O estudo diz que os termostatos dos edifícios seguem um "modelo de controle térmico que foi desenvolvido nos anos 1960", que considera valores como temperatura do ar, velocidade do ar, pressão de vapor e isolamento por tecidos. Tal equação é convertida para uma escala de sete pontos, e comparada com a "porcentagem prevista dos não satisfeitos", uma medida de quantas pessoas provavelmente se sentirão desconfortáveis com frio ou calor. Parece simples o suficiente.

Mas Kingma e seu colega Wouter van Marken Lichtenbelt escrevem que uma variável na fórmula, a taxa metabólica em repouso (quão rápido geramos calor), é baseado em um homem de quarenta anos que pesa 70 kg.

PASSADO

Talvez esse homem tenha representado, no passado, a maioria das pessoas presentes nos escritórios. Agora, no entanto, as mulheres constituem metade da força de trabalho e geralmente tem taxas metabólicas menores que os homens –porque elas são menores e tem mais gordura, que gera menos calor para o ambiente do que músculos.

De fato, os estudos dizem que o modelo corrente "pode superestimar a produção de calor em repouso de mulheres em 35%".

"Se as mulheres têm uma necessidade menor por resfriamento, isso significa que energia pode ser economizada, porque justamente agora nós estamos resfriando apenas os homens", diz Joost van Hoof, um físico da Universidade Fontys de Ciências Aplicadas na Holanda e que não participou do estudo.

"Muitos homens pensam que mulheres estão com frescura", diz, "mas é a fisiologia delas".

Drew Angerer/The New York Times
Phoebe McPherson veste um snuggie (cobertor de se vestir) enquanto conversa com um colega no escritório
Phoebe McPherson usa um cobertor de se vestir enquanto conversa com um colega no escritório

Os autores também notam que o modelo nem sempre é calibrado adequadamente para considerar mulheres vestindo saias ou sandálias.

"Muitos homens vestem ternos e gravatas, e mulheres tendem a usar decotes", diz van Hoof, que escreveu um comentário sobre o estudo. Ou seja, o calor dos homens e o frio das mulheres é reforçado pelo vestuário.

Os pesquisadores testaram dezesseis mulheres, estudantes na terceira década de vida, trabalhando sentadas e usando roupas leves em câmaras respiratórias, que rastreiam o oxigênio inalado e o dióxido de carbono exalado. A temperatura da pele foi medida em vários pontos, como mãos e abdome. Um termômetro em fórmula de pílula foi engolido pelas voluntárias para medir a temperatura interna do corpo.

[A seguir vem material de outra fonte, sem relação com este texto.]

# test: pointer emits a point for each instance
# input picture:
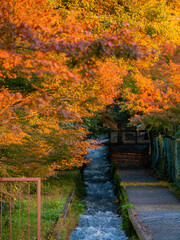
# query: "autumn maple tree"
(63, 61)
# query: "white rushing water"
(99, 222)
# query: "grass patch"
(54, 192)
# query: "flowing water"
(100, 221)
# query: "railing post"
(39, 209)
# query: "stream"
(100, 221)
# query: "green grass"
(54, 192)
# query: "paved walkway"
(156, 211)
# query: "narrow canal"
(100, 221)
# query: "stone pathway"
(156, 211)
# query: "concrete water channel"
(100, 220)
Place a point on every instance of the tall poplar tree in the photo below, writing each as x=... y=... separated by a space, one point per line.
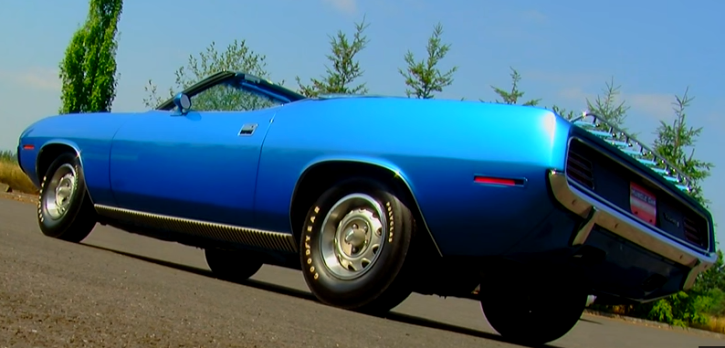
x=88 y=70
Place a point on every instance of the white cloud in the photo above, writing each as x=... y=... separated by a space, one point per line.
x=35 y=78
x=345 y=6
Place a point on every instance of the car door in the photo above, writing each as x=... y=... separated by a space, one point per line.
x=202 y=165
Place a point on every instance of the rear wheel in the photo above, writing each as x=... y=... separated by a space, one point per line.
x=355 y=247
x=65 y=210
x=532 y=316
x=234 y=266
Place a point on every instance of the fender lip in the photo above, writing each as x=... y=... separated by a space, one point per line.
x=600 y=214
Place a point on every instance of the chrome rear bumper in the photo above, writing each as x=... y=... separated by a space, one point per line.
x=629 y=228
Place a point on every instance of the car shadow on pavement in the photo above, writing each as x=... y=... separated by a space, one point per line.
x=283 y=290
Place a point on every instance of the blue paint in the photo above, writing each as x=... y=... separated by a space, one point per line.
x=198 y=165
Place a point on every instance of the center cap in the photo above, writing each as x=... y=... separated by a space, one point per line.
x=355 y=237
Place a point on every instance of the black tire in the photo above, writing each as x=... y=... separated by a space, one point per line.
x=532 y=316
x=73 y=217
x=386 y=281
x=235 y=266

Os pesquisadores viram que a taxa metabólica média das mulheres ficava entre 20% e 32% abaixo daquela usada nas tabelas usadas para calibrar as temperaturas. Então eles propuseram ajustar o modelo para incluir a taxa real das mulheres e dos homens, além de fatores como isolamento por tecido corpora, não somente por roupas. Por exemplo, pessoas que pesam mais se aquecem mais rápido e pessoas mais velhas tem taxas metabólicas mais lentas, diz o estudo.

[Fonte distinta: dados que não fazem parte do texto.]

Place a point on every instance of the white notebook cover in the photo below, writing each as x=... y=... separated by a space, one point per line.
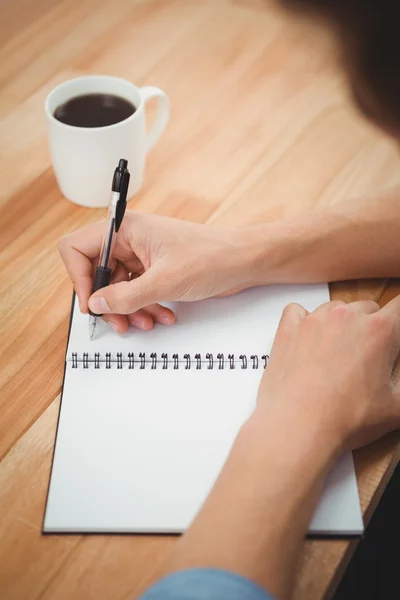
x=138 y=450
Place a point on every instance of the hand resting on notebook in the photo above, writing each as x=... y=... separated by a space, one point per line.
x=185 y=261
x=327 y=389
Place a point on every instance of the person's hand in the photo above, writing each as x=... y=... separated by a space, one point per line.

Quão quente um escritório ficaria iria variar, claro, mas o estudo cita pesquisas achando até 3ºC de diferença entre a preferência de homens e mulheres. Homens prefeririam uma sala a 21ºC –temperatura-padrão– e mulheres a 24ºC, diz Kingma

MUDANÇA DIFÍCIL

Alguns experts duvidam que a nova fórmula seja facilmente adotada.

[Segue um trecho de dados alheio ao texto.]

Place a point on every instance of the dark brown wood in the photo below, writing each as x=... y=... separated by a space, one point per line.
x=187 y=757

Khee Poh Lam, professor de arquitetura na Carnegie Mellon (universidade da cidade de Pittsburgh) diz que mesmo se a indústria aceitasse a mudança do modelo vigente, os prédios geralmente abrigam diferentes tipos de pessoas e elas vivem amontoadas lá dentro. Muitas vezes as salas dos ventiladores ficam distantes daquelas do termostato, o que dificulta qualquer tipo de ajuste, conta.

Ele diz que tem de haver pressão para melhoras porque "o fenômeno de mulheres ficando com frio é muito óbvio" –e empregados com frio ou com calor são mais improdutivos.

Controle individual de temperatura seria uma resposta eventual, diz Lam, que ajudou a projetar um "módulo de ambiente pessoal" na década de 1990 que era muito cara para ser comercializada. Agora, outros estão em desenvolvimento para que os funcionários possam deixar seus cubículos mais quentes ou frios, conforme seu gosto.